= Esterhazy Quartet =

American string quartet

The Esterhazy Quartet is an American string quartet founded in 1968 as the ensemble-in-residence of the University of Missouri and is composed of faculty members at the University of Missouri School of Music in Columbia. The Esterhazy Quartet's current members are:

- Eva Szekely (violin)
- Julie Rosenfeld (violin)
- Leslie Perna (viola)
- Eli Lara (cello)

The founding members of the Esterhazy Quartet are Carlton Spotts (cello), Ulrich Dannemann (viola), Eugene Gratovich (violin), and Ruth Allen (violin). Other previous ensemble members include John McLeod (violin), Carolyn Kenneson (viola), Susan Jensen (violin) and Darry Dolezal (cello).

The ensemble takes its name from the Esterházy royalty of 18th-century Austria and the family's association with and patronage of the composer Joseph Haydn.

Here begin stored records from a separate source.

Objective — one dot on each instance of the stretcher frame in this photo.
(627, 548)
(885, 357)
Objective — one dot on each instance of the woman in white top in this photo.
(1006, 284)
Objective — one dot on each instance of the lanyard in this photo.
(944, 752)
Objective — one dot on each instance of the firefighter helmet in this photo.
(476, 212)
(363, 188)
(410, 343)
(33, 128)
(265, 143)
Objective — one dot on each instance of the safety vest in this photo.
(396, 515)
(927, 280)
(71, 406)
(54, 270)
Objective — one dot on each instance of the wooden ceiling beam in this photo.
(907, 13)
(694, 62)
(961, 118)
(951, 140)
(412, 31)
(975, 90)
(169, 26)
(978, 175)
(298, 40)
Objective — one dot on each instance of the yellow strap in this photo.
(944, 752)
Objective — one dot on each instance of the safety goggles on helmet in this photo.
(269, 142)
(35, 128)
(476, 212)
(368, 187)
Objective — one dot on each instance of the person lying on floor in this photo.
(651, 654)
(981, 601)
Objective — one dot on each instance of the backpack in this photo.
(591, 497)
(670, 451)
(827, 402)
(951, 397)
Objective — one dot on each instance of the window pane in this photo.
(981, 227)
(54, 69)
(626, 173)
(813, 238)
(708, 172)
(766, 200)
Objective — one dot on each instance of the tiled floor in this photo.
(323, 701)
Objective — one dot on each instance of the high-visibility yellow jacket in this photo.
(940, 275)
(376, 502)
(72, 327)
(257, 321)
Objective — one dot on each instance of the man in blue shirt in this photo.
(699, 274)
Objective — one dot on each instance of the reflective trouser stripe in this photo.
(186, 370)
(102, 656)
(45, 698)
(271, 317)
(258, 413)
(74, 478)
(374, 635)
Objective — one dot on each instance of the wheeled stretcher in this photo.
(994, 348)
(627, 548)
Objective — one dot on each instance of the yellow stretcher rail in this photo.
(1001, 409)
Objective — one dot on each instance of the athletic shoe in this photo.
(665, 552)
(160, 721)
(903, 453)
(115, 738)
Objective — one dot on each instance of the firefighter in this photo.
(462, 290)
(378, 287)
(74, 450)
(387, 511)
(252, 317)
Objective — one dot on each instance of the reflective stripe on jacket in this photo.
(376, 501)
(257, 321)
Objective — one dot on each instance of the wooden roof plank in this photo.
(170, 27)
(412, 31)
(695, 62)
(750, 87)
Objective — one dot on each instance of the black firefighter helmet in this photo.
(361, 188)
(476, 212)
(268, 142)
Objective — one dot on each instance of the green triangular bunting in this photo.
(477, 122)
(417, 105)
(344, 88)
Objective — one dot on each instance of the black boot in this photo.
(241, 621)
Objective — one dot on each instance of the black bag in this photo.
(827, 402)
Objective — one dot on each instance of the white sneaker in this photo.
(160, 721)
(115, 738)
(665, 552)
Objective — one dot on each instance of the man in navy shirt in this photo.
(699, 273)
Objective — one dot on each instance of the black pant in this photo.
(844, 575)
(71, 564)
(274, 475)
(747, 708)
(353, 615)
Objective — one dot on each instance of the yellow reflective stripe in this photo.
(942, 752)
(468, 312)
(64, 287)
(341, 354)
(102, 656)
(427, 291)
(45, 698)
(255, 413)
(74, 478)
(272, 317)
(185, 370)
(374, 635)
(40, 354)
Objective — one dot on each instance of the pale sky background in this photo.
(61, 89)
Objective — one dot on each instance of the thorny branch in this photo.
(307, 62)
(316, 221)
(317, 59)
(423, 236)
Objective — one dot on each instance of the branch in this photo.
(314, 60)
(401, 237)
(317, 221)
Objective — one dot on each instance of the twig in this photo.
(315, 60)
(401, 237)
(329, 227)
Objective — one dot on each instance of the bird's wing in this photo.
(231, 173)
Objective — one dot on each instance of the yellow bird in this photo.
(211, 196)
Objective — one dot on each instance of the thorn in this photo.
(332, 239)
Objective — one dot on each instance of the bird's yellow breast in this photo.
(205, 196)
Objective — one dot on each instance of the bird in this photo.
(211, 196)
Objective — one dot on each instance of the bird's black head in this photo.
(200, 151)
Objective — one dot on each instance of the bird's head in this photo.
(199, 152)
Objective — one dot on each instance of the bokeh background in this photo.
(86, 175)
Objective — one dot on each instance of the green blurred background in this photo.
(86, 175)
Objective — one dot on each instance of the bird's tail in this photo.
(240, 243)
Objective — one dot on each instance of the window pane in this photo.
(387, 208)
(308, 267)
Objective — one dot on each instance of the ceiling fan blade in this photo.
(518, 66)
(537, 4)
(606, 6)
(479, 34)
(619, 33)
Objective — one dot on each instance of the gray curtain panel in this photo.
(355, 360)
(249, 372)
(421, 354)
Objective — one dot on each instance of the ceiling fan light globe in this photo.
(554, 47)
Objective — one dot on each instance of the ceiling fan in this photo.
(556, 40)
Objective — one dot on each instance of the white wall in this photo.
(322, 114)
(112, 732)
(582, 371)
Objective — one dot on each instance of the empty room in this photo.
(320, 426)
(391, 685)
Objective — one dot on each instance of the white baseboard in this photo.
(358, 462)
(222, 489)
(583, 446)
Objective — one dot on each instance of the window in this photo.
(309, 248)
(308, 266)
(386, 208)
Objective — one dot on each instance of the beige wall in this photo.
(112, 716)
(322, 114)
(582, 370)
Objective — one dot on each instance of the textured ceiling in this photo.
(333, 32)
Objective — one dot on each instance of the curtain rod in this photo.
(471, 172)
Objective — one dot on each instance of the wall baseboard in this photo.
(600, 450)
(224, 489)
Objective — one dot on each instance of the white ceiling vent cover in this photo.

While the Esterhazy Quartet performs both standard and modern string quartet repertoire, the ensemble is committed to performing and promoting the music of contemporary composers, particularly the music of modern composers of both North and South America.

The Esterhazy Quartet maintains an active touring and performing schedule in the Americas and Europe, including performances for the Mozarteum Argentino in Buenos Aires, the Beethoven Society in Santiago de Chile, the Haydn Festspiele in Austria, and the Banff Centre for Arts and Creativity in Banff, Alberta. They have been frequently featured on National Public Radio broadcasts such as the highly acclaimed Hear America First and Quartessence series.

Festival appearances for the ensemble include the Western Arts Festival, the Texas Music Festival, and the International Chamber Music Festival in Belém, Brazil.

Since 1996, the Esterhazy Quartet has collaborated with the Berklee College of Music in (Boston, Massachusetts) to spend a week as a visiting ensemble-in-residence that offers composition students not only the opportunity to write and develop pieces for string quartet ensemble, but also allows students to hear a world-class ensemble perform their compositions. Additionally, the Esterhazy Quartet has sponsored the annual Esterhazy String Quartet Seminar at the University of Missouri School of Music for a select group of sixteen advanced high school violin, viola, and cello students, wherein students study and perform an entire work from chamber music repertoire, participate in private lessons, receive ensemble coaching, and also perform in solo masterclasses.

The Esterhazy Quartet's recordings can be heard on the CRI (now New World Records), Albany Records, and Spectrum labels.